BF: nan entries cause segfault #690

omarocegueda · 2015-07-29T20:32:34Z

This fixes the segmentation fault caused when attempting to interpolate an image at nan entries.

omarocegueda · 2015-07-29T20:35:03Z

dipy/align/imaffine.py

@@ -144,6 +144,8 @@ def set_affine(self, affine):
            self.affine_inv = None
            return
        try:
+            if np.isnan(np.sum(affine)):


Using sum is faster than, e.g., min for finding nan's, according to this:
http://stackoverflow.com/questions/6736590/fast-check-for-nan-in-numpy

Surely these two lines should go above the try block? I think the np.sum trick is to avoid large temporary arrays, for me a simple np.any(np.isnan(x)) is faster still, and I think it's easier to read.

arokem · 2015-07-29T22:11:56Z

Does this actually address all of the errors mentioned in #654?

In particular, one of the things reported there was an error in test_imaffine:test_mi_gradient (for example, see https://travis-ci.org/nipy/dipy/jobs/73233253#L2162), which is not a segfault. Is this addressed through these changes?

omarocegueda · 2015-07-29T23:38:05Z

I don't know if this will solve the other bug, but the segmentation fault occurs in several buildbots:
http://nipy.bic.berkeley.edu/builders/dipy-bdist32-33/builds/138/steps/shell_8/logs/stdio
http://nipy.bic.berkeley.edu/builders/dipy-py2.6-32/builds/557/steps/shell_6/logs/stdio
http://nipy.bic.berkeley.edu/builders/dipy-py2.7-osx-10.7/builds/310/steps/shell_6/logs/stdio
http://nipy.bic.berkeley.edu/builders/dipy-py2.7-osx-10.8/builds/378/steps/shell_6/logs/stdio

The other bug appears in this buildbot:
http://nipy.bic.berkeley.edu/builders/dipy-py3.4/builds/192/steps/shell_6/logs/stdio
@matthew-brett, can I have access to that machine too?
Do you guys think it will be better to add both fixes to this PR?

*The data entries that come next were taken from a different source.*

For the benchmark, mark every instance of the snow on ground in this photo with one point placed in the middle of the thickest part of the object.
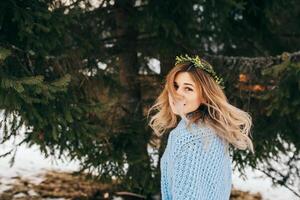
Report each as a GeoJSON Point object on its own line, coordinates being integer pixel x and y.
{"type": "Point", "coordinates": [30, 163]}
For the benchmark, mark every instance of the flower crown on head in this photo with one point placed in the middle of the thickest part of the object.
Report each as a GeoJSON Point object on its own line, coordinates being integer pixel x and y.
{"type": "Point", "coordinates": [202, 64]}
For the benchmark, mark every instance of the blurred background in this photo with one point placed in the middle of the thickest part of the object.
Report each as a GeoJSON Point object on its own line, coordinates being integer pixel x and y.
{"type": "Point", "coordinates": [77, 78]}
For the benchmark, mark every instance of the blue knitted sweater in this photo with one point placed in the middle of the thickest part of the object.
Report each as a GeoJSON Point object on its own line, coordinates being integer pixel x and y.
{"type": "Point", "coordinates": [195, 165]}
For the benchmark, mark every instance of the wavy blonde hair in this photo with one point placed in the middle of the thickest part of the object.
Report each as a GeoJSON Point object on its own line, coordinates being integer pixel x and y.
{"type": "Point", "coordinates": [228, 121]}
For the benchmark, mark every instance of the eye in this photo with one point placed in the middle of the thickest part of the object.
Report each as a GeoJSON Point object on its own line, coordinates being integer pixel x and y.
{"type": "Point", "coordinates": [189, 89]}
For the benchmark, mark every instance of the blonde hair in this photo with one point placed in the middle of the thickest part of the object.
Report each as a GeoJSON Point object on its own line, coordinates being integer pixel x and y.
{"type": "Point", "coordinates": [229, 122]}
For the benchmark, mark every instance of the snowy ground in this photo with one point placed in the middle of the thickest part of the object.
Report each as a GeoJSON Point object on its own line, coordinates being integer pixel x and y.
{"type": "Point", "coordinates": [29, 163]}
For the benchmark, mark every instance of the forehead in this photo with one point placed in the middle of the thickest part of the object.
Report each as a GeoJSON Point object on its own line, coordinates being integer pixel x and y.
{"type": "Point", "coordinates": [184, 77]}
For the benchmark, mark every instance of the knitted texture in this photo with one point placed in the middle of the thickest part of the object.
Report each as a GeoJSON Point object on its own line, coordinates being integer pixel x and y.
{"type": "Point", "coordinates": [195, 165]}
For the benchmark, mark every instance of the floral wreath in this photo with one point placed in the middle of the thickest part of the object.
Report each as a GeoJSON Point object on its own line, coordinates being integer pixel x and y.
{"type": "Point", "coordinates": [202, 64]}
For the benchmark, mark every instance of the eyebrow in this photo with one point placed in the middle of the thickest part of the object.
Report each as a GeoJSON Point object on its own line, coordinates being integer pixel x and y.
{"type": "Point", "coordinates": [185, 84]}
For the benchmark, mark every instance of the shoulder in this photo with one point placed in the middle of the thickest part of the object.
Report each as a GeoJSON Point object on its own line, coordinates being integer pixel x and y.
{"type": "Point", "coordinates": [198, 137]}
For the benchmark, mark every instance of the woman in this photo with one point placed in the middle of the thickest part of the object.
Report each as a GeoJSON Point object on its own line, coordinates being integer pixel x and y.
{"type": "Point", "coordinates": [196, 164]}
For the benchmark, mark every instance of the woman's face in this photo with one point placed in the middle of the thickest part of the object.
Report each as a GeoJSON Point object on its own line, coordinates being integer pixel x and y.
{"type": "Point", "coordinates": [185, 87]}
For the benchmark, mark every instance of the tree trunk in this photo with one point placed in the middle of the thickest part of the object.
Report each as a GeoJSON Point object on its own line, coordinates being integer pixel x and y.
{"type": "Point", "coordinates": [131, 115]}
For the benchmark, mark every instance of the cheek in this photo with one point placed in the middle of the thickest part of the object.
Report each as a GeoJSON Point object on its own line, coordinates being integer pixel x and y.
{"type": "Point", "coordinates": [193, 102]}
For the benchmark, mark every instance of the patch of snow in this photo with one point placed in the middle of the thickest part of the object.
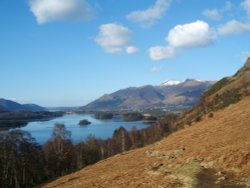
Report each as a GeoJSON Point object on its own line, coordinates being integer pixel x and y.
{"type": "Point", "coordinates": [171, 83]}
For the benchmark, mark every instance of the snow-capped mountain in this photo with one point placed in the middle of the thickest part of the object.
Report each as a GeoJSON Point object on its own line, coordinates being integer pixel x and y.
{"type": "Point", "coordinates": [171, 93]}
{"type": "Point", "coordinates": [171, 82]}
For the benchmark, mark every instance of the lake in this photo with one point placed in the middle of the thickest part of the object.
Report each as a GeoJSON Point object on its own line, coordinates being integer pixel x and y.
{"type": "Point", "coordinates": [42, 130]}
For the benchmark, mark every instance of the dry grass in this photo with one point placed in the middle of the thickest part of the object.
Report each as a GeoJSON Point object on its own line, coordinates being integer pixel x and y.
{"type": "Point", "coordinates": [212, 153]}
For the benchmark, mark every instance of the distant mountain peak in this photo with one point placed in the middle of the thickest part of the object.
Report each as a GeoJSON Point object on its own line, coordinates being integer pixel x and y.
{"type": "Point", "coordinates": [171, 82]}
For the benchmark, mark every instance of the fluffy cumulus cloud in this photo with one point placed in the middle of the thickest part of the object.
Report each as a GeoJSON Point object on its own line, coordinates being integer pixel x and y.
{"type": "Point", "coordinates": [191, 35]}
{"type": "Point", "coordinates": [155, 69]}
{"type": "Point", "coordinates": [212, 14]}
{"type": "Point", "coordinates": [60, 10]}
{"type": "Point", "coordinates": [216, 14]}
{"type": "Point", "coordinates": [234, 27]}
{"type": "Point", "coordinates": [131, 50]}
{"type": "Point", "coordinates": [147, 17]}
{"type": "Point", "coordinates": [158, 53]}
{"type": "Point", "coordinates": [246, 6]}
{"type": "Point", "coordinates": [115, 38]}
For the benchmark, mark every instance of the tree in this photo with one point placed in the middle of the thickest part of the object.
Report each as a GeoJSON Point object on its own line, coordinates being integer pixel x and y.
{"type": "Point", "coordinates": [59, 152]}
{"type": "Point", "coordinates": [121, 138]}
{"type": "Point", "coordinates": [20, 160]}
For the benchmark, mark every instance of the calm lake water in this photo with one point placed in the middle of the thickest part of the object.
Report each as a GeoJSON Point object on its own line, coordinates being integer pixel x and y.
{"type": "Point", "coordinates": [42, 131]}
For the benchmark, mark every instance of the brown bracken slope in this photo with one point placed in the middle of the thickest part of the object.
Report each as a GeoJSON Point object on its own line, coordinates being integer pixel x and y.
{"type": "Point", "coordinates": [212, 153]}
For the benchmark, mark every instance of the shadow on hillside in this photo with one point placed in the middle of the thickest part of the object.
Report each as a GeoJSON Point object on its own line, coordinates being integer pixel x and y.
{"type": "Point", "coordinates": [208, 178]}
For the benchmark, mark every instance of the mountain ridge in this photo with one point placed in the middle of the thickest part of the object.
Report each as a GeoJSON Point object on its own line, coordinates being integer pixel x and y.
{"type": "Point", "coordinates": [148, 96]}
{"type": "Point", "coordinates": [8, 105]}
{"type": "Point", "coordinates": [210, 151]}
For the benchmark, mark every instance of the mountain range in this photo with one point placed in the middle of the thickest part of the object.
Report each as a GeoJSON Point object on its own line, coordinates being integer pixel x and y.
{"type": "Point", "coordinates": [210, 147]}
{"type": "Point", "coordinates": [11, 106]}
{"type": "Point", "coordinates": [170, 94]}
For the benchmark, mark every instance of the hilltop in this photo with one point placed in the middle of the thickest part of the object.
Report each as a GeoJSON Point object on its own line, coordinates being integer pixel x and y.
{"type": "Point", "coordinates": [168, 95]}
{"type": "Point", "coordinates": [213, 152]}
{"type": "Point", "coordinates": [12, 106]}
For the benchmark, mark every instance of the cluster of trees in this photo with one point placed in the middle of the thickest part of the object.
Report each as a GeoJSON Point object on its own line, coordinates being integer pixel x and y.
{"type": "Point", "coordinates": [24, 163]}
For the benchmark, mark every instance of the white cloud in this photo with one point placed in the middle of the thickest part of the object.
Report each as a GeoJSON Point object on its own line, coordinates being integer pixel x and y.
{"type": "Point", "coordinates": [60, 10]}
{"type": "Point", "coordinates": [195, 34]}
{"type": "Point", "coordinates": [147, 17]}
{"type": "Point", "coordinates": [245, 55]}
{"type": "Point", "coordinates": [115, 38]}
{"type": "Point", "coordinates": [216, 14]}
{"type": "Point", "coordinates": [213, 14]}
{"type": "Point", "coordinates": [131, 50]}
{"type": "Point", "coordinates": [246, 6]}
{"type": "Point", "coordinates": [228, 6]}
{"type": "Point", "coordinates": [156, 69]}
{"type": "Point", "coordinates": [191, 35]}
{"type": "Point", "coordinates": [157, 53]}
{"type": "Point", "coordinates": [234, 27]}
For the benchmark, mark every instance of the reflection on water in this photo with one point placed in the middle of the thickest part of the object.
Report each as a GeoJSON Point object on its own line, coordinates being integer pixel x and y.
{"type": "Point", "coordinates": [42, 131]}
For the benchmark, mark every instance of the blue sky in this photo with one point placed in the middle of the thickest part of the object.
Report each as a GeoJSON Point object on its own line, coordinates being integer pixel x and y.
{"type": "Point", "coordinates": [69, 52]}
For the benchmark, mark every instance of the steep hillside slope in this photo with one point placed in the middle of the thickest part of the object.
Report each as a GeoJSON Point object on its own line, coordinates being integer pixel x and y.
{"type": "Point", "coordinates": [212, 153]}
{"type": "Point", "coordinates": [224, 93]}
{"type": "Point", "coordinates": [170, 94]}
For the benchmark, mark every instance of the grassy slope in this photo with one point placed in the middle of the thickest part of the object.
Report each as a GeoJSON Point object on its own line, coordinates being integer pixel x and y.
{"type": "Point", "coordinates": [212, 153]}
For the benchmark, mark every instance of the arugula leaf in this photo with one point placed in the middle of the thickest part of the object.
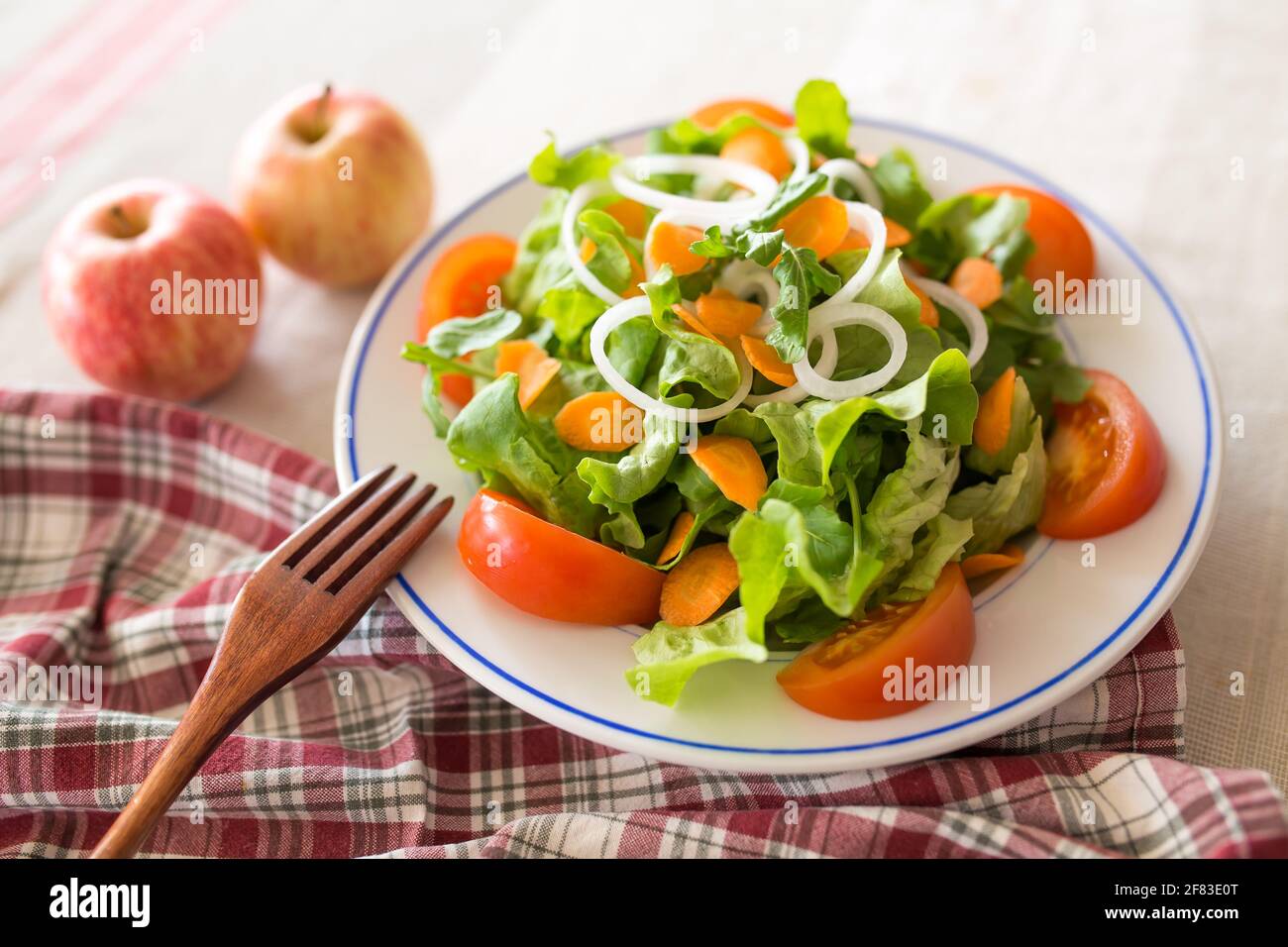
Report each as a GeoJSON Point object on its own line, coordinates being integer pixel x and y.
{"type": "Point", "coordinates": [550, 169]}
{"type": "Point", "coordinates": [760, 247]}
{"type": "Point", "coordinates": [456, 337]}
{"type": "Point", "coordinates": [571, 313]}
{"type": "Point", "coordinates": [823, 119]}
{"type": "Point", "coordinates": [1013, 504]}
{"type": "Point", "coordinates": [492, 436]}
{"type": "Point", "coordinates": [797, 270]}
{"type": "Point", "coordinates": [670, 655]}
{"type": "Point", "coordinates": [791, 193]}
{"type": "Point", "coordinates": [903, 196]}
{"type": "Point", "coordinates": [712, 245]}
{"type": "Point", "coordinates": [432, 386]}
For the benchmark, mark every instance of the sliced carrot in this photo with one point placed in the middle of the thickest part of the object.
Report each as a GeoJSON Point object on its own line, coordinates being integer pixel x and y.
{"type": "Point", "coordinates": [820, 223]}
{"type": "Point", "coordinates": [670, 244]}
{"type": "Point", "coordinates": [760, 147]}
{"type": "Point", "coordinates": [897, 235]}
{"type": "Point", "coordinates": [464, 282]}
{"type": "Point", "coordinates": [764, 359]}
{"type": "Point", "coordinates": [733, 466]}
{"type": "Point", "coordinates": [993, 421]}
{"type": "Point", "coordinates": [698, 585]}
{"type": "Point", "coordinates": [695, 322]}
{"type": "Point", "coordinates": [599, 421]}
{"type": "Point", "coordinates": [724, 313]}
{"type": "Point", "coordinates": [992, 562]}
{"type": "Point", "coordinates": [928, 313]}
{"type": "Point", "coordinates": [679, 534]}
{"type": "Point", "coordinates": [630, 214]}
{"type": "Point", "coordinates": [716, 114]}
{"type": "Point", "coordinates": [978, 279]}
{"type": "Point", "coordinates": [531, 364]}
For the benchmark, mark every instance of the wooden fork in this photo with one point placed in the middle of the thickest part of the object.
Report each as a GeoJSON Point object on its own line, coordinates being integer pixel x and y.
{"type": "Point", "coordinates": [292, 609]}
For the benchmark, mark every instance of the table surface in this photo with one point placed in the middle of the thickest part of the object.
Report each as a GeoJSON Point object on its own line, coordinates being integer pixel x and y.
{"type": "Point", "coordinates": [1164, 118]}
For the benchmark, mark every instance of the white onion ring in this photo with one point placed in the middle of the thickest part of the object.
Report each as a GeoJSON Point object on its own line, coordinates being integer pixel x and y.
{"type": "Point", "coordinates": [634, 308]}
{"type": "Point", "coordinates": [854, 174]}
{"type": "Point", "coordinates": [799, 153]}
{"type": "Point", "coordinates": [965, 309]}
{"type": "Point", "coordinates": [761, 184]}
{"type": "Point", "coordinates": [578, 201]}
{"type": "Point", "coordinates": [872, 224]}
{"type": "Point", "coordinates": [829, 317]}
{"type": "Point", "coordinates": [791, 394]}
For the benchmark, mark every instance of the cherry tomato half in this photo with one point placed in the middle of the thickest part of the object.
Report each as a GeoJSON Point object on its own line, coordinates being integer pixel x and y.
{"type": "Point", "coordinates": [844, 676]}
{"type": "Point", "coordinates": [1106, 463]}
{"type": "Point", "coordinates": [462, 283]}
{"type": "Point", "coordinates": [553, 573]}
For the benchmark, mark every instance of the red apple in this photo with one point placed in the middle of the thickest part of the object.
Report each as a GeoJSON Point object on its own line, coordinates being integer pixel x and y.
{"type": "Point", "coordinates": [153, 289]}
{"type": "Point", "coordinates": [335, 184]}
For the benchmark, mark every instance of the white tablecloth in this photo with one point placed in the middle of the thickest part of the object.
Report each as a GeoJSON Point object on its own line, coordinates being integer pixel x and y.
{"type": "Point", "coordinates": [1168, 119]}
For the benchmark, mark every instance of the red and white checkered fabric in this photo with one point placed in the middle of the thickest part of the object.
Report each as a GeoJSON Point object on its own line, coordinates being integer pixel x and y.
{"type": "Point", "coordinates": [127, 528]}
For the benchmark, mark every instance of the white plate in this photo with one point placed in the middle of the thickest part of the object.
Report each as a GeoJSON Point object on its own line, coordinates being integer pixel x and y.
{"type": "Point", "coordinates": [1044, 631]}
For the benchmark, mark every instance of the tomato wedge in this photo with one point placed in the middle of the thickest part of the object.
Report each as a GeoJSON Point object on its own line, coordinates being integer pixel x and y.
{"type": "Point", "coordinates": [713, 115]}
{"type": "Point", "coordinates": [553, 573]}
{"type": "Point", "coordinates": [1106, 463]}
{"type": "Point", "coordinates": [1063, 243]}
{"type": "Point", "coordinates": [460, 283]}
{"type": "Point", "coordinates": [844, 676]}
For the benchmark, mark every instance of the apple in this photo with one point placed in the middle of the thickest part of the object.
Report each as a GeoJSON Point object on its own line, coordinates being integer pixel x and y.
{"type": "Point", "coordinates": [153, 287]}
{"type": "Point", "coordinates": [335, 184]}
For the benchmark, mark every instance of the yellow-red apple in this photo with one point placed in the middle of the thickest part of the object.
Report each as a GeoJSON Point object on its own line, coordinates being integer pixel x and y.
{"type": "Point", "coordinates": [335, 184]}
{"type": "Point", "coordinates": [154, 289]}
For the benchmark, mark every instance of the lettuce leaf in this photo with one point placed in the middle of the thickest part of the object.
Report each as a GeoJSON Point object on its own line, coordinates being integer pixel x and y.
{"type": "Point", "coordinates": [492, 436]}
{"type": "Point", "coordinates": [823, 119]}
{"type": "Point", "coordinates": [670, 655]}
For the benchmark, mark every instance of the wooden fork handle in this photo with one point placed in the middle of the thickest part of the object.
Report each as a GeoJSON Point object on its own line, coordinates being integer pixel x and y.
{"type": "Point", "coordinates": [197, 736]}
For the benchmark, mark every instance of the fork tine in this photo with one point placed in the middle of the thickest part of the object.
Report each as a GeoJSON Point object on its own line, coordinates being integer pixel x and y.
{"type": "Point", "coordinates": [374, 540]}
{"type": "Point", "coordinates": [333, 544]}
{"type": "Point", "coordinates": [362, 587]}
{"type": "Point", "coordinates": [303, 540]}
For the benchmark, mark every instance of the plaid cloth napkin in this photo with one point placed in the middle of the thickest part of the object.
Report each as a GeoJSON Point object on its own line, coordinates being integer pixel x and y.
{"type": "Point", "coordinates": [127, 528]}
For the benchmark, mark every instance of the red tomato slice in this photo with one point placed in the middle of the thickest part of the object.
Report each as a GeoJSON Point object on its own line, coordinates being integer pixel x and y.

arokem · 2015-07-29T23:41:33Z

OK - just wanted to make sure that I have the full picture.
On Wed, Jul 29, 2015 at 4:38 PM, Omar Ocegueda notifications@github.com
wrote:

I don't know if this will solve the other bug, but the segmentation fault
occurs in several buildbots:

http://nipy.bic.berkeley.edu/builders/dipy-bdist32-33/builds/138/steps/shell_8/logs/stdio

http://nipy.bic.berkeley.edu/builders/dipy-py2.6-32/builds/557/steps/shell_6/logs/stdio

http://nipy.bic.berkeley.edu/builders/dipy-py2.7-osx-10.7/builds/310/steps/shell_6/logs/stdio

http://nipy.bic.berkeley.edu/builders/dipy-py2.7-osx-10.8/builds/378/steps/shell_6/logs/stdio

Yes - I expect this PR will solve these issues. Have you tried a a
try_branch with any of these?

The other bug appears in this buildbot:

http://nipy.bic.berkeley.edu/builders/dipy-py3.4/builds/192/steps/shell_6/logs/stdio
@matthew-brett https://github.com/matthew-brett, can I have access to
that machine too?
Do you guys think it will be better to add both fixes to this PR?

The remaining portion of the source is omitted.